La Journée de l’Excellence scolaire 2026 s’est tenue sous le thème : « Cultiver l’excellence scolaire dans le contexte de la refondation de l’école burkinabè ». La cérémonie a été parrainée par le président de la Fondation Bank of Africa (BOA), Lassiné Diawara, et le ministre de la Communication, de la Culture, des Arts et du Tourisme, Pingdwendé Gilbert Ouédraogo. Pour les parrains, l’excellence ne saurait être réduite aux seuls résultats scolaires. Elle doit s’inscrire dans la durée et reposer sur des valeurs telles que la discipline, l’intégrité, le travail et la responsabilité. « Les diplômes ouvrent des portes, mais c’est le caractère qui les maintient ouvertes. Le talent crée des opportunités, mais c’est le travail qui assure un succès durable », a souligné Lassiné Diawara.
Un message qui rejoint celui adressé aux lauréats : la distinction obtenue doit constituer moins une finalité qu’un point de départ vers de nouvelles responsabilités.

Les lauréats veulent mettre leur excellence au service du pays
Au nom des élèves distingués, le porte-parole des lauréats, Sékou Traoré, a salué les efforts engagés par le gouvernement dans le cadre de la refondation de l’école burkinabè. Il a notamment relevé l’importance accordée à l’innovation, à la rigueur et au développement de l’enseignement technique et professionnel. Le jeune lauréat a également rendu hommage aux enseignants et aux personnels éducatifs qui continuent d’exercer leur mission dans des conditions difficiles, particulièrement dans les zones confrontées aux défis sécuritaires. Il a associé à cet hommage les encadreurs ainsi que les Forces combattantes. Pour Sékou Traoré, recevoir un prix d’excellence ne constitue pas l’aboutissement d’un parcours. C’est au contraire une responsabilité supplémentaire envers la Nation. L’excellence, a-t-il défendu, doit ainsi se traduire par la compétence, l’intégrité, la créativité et la volonté de servir la communauté.

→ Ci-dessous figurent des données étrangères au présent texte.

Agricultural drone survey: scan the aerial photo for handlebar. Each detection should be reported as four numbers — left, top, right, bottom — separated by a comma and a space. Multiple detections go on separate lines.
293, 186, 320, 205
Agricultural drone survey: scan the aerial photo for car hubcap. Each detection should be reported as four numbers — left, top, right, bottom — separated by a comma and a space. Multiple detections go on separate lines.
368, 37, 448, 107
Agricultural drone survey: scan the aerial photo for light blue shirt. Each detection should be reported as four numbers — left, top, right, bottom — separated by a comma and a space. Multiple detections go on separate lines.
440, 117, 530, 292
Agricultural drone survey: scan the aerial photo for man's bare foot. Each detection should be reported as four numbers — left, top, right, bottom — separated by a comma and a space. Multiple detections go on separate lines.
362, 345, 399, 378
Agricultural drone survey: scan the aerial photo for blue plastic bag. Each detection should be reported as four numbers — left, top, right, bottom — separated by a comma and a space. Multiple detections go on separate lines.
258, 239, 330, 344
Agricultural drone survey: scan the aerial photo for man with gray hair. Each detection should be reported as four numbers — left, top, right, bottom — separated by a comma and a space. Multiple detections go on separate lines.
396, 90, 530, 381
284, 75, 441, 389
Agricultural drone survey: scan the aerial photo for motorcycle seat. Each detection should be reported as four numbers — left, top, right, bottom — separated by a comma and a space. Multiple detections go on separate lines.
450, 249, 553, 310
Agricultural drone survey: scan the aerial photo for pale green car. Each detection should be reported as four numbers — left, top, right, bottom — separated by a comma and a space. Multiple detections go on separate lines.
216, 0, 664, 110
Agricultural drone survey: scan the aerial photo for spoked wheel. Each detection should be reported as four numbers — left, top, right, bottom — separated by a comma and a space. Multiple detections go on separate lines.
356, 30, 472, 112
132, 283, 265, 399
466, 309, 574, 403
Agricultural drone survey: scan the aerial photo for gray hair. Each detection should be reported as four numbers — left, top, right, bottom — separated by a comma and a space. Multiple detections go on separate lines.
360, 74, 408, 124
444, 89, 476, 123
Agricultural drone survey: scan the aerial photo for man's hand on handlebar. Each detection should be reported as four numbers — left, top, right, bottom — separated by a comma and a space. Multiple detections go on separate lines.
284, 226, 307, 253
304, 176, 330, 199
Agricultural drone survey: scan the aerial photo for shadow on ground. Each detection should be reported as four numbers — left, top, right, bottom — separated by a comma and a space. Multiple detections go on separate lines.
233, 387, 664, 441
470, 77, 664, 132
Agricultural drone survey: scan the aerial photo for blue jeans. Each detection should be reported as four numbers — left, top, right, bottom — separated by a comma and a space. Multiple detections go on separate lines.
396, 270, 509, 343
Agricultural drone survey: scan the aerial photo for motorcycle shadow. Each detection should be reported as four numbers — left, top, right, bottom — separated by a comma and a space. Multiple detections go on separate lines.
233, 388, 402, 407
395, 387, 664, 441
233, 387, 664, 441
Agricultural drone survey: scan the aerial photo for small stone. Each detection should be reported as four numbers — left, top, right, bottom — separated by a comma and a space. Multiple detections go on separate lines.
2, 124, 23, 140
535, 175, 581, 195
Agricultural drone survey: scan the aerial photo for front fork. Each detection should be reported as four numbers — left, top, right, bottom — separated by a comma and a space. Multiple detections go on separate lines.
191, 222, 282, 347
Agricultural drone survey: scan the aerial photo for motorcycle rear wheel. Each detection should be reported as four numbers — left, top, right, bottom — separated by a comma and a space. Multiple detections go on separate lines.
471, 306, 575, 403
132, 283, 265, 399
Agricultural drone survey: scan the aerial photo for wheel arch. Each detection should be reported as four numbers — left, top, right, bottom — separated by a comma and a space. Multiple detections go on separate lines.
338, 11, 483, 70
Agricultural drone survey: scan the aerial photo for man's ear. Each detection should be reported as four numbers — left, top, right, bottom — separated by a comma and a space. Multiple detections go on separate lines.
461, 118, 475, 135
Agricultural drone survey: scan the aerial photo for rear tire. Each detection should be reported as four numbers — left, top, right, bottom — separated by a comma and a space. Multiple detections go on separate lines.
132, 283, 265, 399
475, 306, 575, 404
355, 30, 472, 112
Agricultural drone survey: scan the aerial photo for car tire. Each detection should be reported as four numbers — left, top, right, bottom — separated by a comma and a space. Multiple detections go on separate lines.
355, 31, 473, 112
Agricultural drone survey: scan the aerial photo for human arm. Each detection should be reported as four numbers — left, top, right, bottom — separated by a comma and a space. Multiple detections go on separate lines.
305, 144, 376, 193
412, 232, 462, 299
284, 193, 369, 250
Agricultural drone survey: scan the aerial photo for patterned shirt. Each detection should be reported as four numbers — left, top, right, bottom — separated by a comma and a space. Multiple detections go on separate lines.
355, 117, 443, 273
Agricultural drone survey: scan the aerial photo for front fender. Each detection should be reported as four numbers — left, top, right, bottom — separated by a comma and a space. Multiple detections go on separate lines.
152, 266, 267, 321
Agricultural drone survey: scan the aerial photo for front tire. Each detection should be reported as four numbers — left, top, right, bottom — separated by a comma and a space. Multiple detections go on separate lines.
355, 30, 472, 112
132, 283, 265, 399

Au-delà des récompenses remises aux meilleurs élèves et enseignants, la Journée de l’Excellence scolaire 2026 aura donc été l’occasion de rappeler les ambitions portées autour de la refondation de l’école burkinabè.Pour le Président du Faso, le défi est désormais de faire de l’éducation un véritable outil de transformation du pays. Et dans cette perspective, le message adressé aux jeunes est sans ambiguïté : davantage de sciences, de technologie, de savoir-faire et de capacité à produire.
Une orientation qui place l’école au cœur du projet de souveraineté défendu par les autorités, avec une priorité affichée : former des femmes et des hommes capables non seulement de chercher un emploi, mais surtout de créer, d’innover et de participer directement à la construction du Burkina Faso.